But is the problem as big as the association would have us believe? Yes and no. The hit on the Treasury is obvious and painful, but the effect on the brewers and distillers is less marked because much of the drink brought back on the Calais run is produced in the UK. Some smart operators have even reimported wines into France for the benefit of British shoppers.
The simplicity of the association's mathematics is also questionable. There is no accounting for the extra taxation from petrol or the extra corporation tax from the busy ferry operators and foreign exchange dealers.
It would, however, be wrong to dismiss the problem lightly. It can only grow in size, particularly given the extra incentive to travel when the inevitable price war breaks out among ferry operators after the Channel tunnel opens. And it will affect just about every type of retailing.
Anecdotal evidence suggests that for every pounds 1 lost in excise revenue, the British shopper is spending an equal amount on other goods. This drain of sales abroad is more alarming.

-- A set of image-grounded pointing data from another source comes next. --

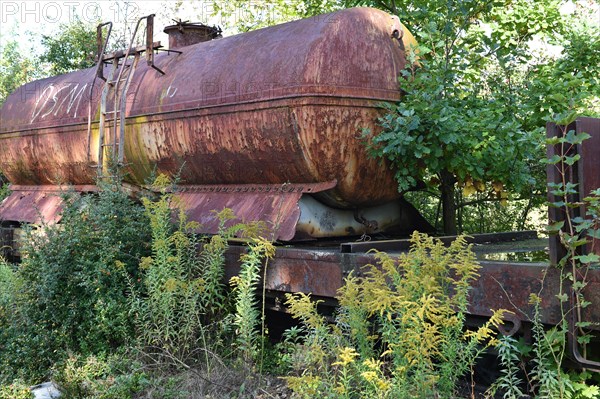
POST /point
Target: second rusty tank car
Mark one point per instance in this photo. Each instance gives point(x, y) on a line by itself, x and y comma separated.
point(253, 121)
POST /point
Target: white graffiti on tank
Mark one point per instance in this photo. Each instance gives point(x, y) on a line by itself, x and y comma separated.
point(63, 101)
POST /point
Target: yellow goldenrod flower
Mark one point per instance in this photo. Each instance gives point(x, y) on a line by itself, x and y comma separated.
point(346, 357)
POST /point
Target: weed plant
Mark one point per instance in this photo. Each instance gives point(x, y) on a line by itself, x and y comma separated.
point(399, 332)
point(69, 296)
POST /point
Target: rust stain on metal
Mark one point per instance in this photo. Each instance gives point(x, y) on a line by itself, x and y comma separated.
point(35, 204)
point(276, 205)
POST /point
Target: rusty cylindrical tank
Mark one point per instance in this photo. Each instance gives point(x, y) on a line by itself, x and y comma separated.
point(276, 105)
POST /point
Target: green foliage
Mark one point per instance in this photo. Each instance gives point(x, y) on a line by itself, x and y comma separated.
point(15, 69)
point(186, 306)
point(72, 49)
point(509, 382)
point(399, 332)
point(247, 315)
point(73, 297)
point(460, 115)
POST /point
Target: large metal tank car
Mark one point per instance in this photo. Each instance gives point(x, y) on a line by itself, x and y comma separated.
point(255, 122)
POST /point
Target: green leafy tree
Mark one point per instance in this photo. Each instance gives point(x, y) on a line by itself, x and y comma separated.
point(73, 48)
point(467, 119)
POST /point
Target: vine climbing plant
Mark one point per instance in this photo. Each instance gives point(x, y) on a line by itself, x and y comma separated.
point(577, 227)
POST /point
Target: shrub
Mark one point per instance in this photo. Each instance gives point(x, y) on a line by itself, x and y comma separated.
point(98, 378)
point(72, 298)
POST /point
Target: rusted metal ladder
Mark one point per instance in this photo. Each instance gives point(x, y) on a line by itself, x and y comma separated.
point(111, 136)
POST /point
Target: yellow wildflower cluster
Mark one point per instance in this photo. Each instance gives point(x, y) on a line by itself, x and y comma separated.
point(346, 356)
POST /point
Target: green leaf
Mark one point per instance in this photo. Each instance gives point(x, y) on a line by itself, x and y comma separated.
point(555, 227)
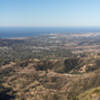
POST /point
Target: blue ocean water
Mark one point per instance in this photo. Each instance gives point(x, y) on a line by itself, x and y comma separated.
point(8, 32)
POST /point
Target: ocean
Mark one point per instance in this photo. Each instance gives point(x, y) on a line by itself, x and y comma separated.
point(9, 32)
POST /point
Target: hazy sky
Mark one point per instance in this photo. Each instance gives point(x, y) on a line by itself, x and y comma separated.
point(50, 13)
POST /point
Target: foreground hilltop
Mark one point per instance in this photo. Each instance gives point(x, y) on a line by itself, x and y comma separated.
point(36, 79)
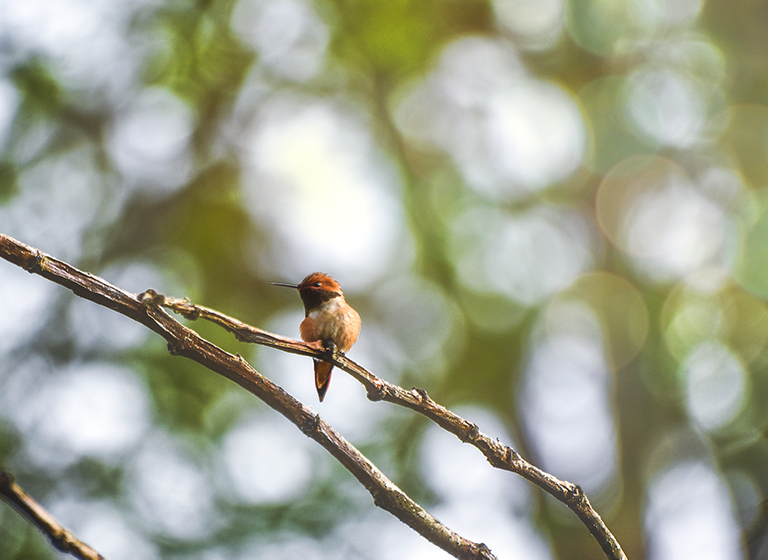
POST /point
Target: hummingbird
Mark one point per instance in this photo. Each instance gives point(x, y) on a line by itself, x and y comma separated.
point(328, 318)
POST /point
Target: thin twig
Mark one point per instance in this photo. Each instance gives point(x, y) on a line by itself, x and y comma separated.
point(185, 342)
point(498, 454)
point(60, 537)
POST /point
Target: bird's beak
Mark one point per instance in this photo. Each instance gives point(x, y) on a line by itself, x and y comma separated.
point(284, 285)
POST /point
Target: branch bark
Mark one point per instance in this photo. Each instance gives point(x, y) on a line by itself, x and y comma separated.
point(60, 538)
point(185, 342)
point(146, 309)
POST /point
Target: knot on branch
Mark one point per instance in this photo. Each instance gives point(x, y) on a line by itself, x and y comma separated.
point(470, 434)
point(150, 298)
point(310, 424)
point(174, 349)
point(377, 392)
point(511, 457)
point(574, 496)
point(35, 266)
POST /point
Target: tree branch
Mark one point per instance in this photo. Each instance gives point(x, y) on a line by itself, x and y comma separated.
point(185, 342)
point(60, 537)
point(145, 309)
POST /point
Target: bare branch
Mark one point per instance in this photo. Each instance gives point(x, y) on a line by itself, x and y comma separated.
point(145, 309)
point(60, 537)
point(499, 455)
point(185, 342)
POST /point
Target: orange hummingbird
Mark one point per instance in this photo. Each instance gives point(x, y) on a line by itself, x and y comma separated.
point(328, 318)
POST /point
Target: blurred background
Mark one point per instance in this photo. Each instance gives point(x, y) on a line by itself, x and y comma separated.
point(551, 215)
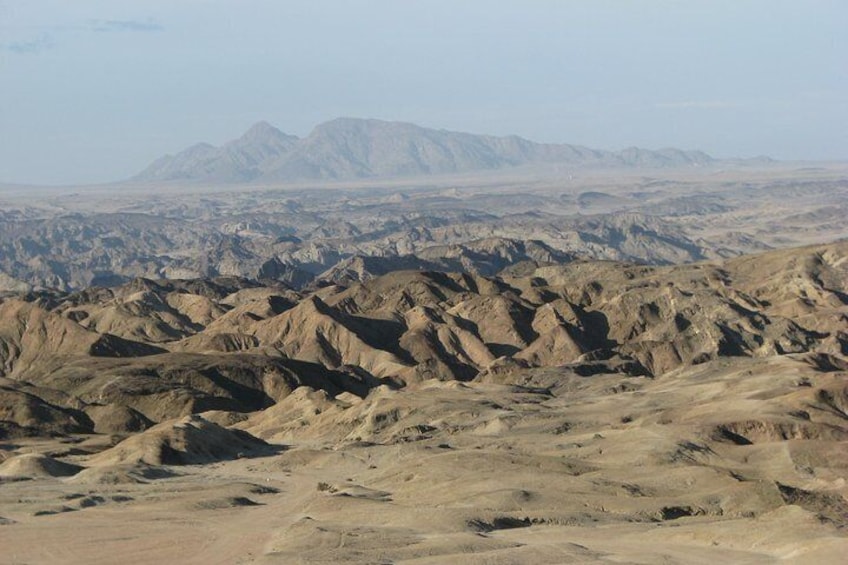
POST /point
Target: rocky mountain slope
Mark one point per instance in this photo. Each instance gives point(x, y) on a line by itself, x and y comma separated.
point(587, 411)
point(480, 227)
point(348, 148)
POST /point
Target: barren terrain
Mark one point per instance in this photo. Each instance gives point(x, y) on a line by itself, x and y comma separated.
point(584, 411)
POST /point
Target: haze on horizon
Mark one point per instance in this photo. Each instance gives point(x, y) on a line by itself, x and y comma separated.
point(93, 91)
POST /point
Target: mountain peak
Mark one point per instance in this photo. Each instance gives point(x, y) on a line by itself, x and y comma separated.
point(263, 130)
point(348, 148)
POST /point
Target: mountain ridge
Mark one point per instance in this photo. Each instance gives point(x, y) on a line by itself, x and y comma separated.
point(354, 148)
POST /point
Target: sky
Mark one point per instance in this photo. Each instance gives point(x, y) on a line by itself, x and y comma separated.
point(92, 91)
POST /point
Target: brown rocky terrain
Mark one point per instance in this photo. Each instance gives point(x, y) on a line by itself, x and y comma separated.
point(561, 410)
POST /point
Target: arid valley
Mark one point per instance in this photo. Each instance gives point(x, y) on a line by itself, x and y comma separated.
point(539, 363)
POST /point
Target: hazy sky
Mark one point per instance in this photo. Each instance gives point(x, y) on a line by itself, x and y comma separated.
point(92, 91)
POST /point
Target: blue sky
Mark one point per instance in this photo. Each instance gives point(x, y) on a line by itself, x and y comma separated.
point(91, 91)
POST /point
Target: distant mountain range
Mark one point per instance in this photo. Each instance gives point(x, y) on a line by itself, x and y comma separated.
point(347, 148)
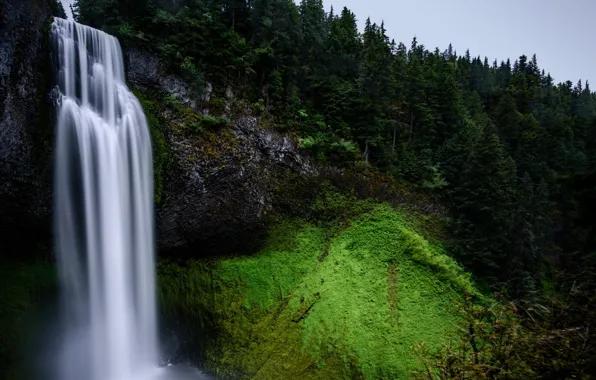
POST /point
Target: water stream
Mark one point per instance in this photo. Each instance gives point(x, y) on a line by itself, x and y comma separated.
point(103, 213)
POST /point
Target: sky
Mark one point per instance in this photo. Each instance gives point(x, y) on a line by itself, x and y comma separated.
point(66, 4)
point(562, 33)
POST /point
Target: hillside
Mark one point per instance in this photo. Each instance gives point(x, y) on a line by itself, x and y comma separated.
point(317, 302)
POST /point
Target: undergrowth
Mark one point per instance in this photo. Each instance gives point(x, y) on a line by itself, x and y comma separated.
point(22, 286)
point(321, 300)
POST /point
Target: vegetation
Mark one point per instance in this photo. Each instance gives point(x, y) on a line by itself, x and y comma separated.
point(319, 301)
point(506, 150)
point(23, 286)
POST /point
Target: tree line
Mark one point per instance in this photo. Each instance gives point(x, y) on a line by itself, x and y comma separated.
point(510, 152)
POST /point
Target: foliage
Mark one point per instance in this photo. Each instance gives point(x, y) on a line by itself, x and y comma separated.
point(22, 287)
point(510, 153)
point(506, 340)
point(318, 302)
point(158, 143)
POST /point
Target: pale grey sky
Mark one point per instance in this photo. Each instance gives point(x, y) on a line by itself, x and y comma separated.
point(562, 33)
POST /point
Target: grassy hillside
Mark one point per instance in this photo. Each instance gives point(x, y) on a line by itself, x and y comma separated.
point(318, 302)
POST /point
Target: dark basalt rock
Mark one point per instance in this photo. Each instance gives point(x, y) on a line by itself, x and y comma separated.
point(217, 196)
point(219, 184)
point(26, 127)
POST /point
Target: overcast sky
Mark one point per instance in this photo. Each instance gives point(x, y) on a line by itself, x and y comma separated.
point(562, 33)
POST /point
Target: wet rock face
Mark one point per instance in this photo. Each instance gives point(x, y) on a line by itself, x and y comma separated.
point(219, 190)
point(25, 122)
point(220, 183)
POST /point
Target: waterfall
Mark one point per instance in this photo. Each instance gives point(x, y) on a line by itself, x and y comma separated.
point(103, 212)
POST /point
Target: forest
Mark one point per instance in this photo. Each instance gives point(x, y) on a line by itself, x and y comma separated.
point(507, 153)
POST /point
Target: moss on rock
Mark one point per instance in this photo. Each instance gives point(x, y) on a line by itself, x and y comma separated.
point(351, 303)
point(158, 142)
point(22, 287)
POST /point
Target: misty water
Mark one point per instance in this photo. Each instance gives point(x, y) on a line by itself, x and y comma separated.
point(104, 216)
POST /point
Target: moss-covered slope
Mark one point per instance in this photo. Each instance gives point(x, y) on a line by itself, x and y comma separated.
point(318, 304)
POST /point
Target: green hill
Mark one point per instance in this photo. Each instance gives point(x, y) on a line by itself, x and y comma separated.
point(348, 302)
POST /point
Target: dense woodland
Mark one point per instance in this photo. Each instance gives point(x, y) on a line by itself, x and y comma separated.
point(507, 151)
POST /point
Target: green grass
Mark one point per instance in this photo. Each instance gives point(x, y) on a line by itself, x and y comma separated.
point(21, 287)
point(319, 303)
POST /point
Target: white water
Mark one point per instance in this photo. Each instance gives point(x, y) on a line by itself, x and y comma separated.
point(103, 213)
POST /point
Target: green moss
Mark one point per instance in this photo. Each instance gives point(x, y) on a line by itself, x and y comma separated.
point(158, 142)
point(22, 286)
point(315, 303)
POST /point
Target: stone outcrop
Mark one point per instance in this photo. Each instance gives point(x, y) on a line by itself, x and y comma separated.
point(26, 125)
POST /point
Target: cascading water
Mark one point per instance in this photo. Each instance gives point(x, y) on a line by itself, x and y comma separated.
point(103, 212)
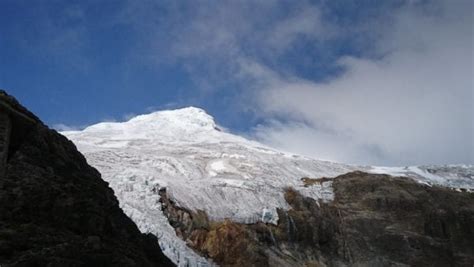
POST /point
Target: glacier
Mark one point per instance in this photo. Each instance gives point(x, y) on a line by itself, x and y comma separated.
point(205, 168)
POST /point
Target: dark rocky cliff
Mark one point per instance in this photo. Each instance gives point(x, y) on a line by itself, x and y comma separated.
point(55, 210)
point(374, 220)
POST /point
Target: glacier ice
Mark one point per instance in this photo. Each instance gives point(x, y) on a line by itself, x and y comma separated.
point(205, 168)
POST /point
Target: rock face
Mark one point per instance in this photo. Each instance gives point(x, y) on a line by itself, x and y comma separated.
point(374, 220)
point(55, 210)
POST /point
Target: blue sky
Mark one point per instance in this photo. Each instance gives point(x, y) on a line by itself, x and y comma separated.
point(372, 82)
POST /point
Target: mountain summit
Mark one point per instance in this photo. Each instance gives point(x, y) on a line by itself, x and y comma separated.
point(177, 176)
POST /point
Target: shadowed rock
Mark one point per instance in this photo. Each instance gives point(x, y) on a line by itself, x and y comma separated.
point(56, 210)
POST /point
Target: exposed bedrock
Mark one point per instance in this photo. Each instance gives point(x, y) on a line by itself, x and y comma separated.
point(374, 220)
point(55, 210)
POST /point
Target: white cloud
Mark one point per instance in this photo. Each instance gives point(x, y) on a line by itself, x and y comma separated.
point(414, 105)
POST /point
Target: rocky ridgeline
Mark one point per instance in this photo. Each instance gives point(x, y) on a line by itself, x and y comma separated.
point(55, 209)
point(374, 220)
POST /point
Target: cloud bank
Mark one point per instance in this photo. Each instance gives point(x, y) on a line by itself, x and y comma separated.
point(389, 82)
point(412, 105)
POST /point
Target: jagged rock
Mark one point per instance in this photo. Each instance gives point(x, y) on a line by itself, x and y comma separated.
point(56, 210)
point(374, 220)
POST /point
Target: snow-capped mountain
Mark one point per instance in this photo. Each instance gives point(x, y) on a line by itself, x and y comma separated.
point(205, 168)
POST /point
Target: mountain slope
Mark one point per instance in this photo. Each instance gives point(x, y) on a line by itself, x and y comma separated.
point(55, 209)
point(182, 159)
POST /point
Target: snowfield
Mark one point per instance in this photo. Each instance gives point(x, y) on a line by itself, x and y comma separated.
point(205, 168)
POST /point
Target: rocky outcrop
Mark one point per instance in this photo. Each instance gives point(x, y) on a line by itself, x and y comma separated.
point(374, 220)
point(56, 210)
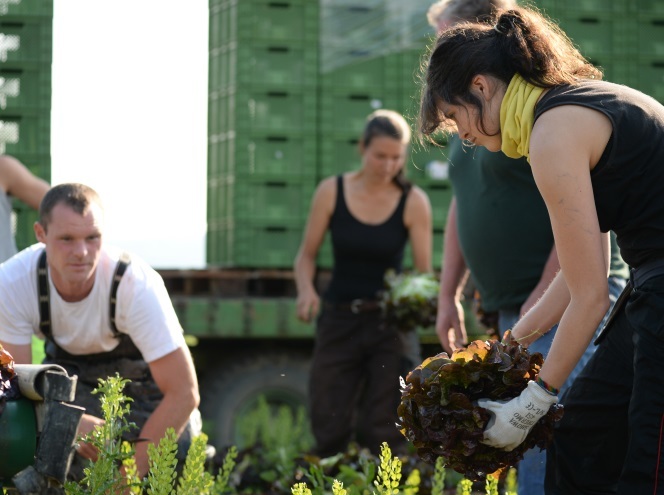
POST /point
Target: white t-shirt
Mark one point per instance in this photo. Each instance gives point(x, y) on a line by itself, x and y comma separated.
point(144, 310)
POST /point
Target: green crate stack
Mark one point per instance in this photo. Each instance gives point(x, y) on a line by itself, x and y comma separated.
point(370, 51)
point(623, 37)
point(427, 164)
point(262, 121)
point(26, 54)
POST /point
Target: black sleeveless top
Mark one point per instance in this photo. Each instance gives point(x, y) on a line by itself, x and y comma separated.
point(363, 252)
point(628, 180)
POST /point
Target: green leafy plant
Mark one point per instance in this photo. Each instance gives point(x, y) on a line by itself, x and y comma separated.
point(104, 475)
point(439, 412)
point(511, 482)
point(410, 299)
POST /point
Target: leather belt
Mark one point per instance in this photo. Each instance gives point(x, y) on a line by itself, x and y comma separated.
point(355, 306)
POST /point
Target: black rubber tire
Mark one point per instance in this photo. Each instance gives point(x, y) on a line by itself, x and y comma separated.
point(234, 387)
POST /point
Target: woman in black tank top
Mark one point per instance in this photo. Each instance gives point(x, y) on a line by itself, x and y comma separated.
point(597, 154)
point(371, 214)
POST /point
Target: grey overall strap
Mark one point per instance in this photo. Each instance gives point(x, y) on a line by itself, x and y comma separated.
point(120, 268)
point(44, 298)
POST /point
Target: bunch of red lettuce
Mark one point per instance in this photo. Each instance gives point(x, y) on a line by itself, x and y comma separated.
point(439, 412)
point(410, 300)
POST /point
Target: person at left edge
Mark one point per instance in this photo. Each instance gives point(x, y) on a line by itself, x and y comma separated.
point(143, 340)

It is a problem that Denmark, which had the added complication of a land border, addressed very quickly. The Danes curtailed cross-border shopping by cutting taxes but paid a high price for persuading people to buy at home. Excise revenue from drink has fallen about a third. The Danes must be hoping the krone holds up against other currencies, or nipping across the border might again become attractive.
There is really only one sound solution - harmonisation of excise taxes. While that is a long way off, the Government might like to question why the European Community forces it to levy high taxes on wine while Germany, Greece, Italy, Portugal and Spain do not.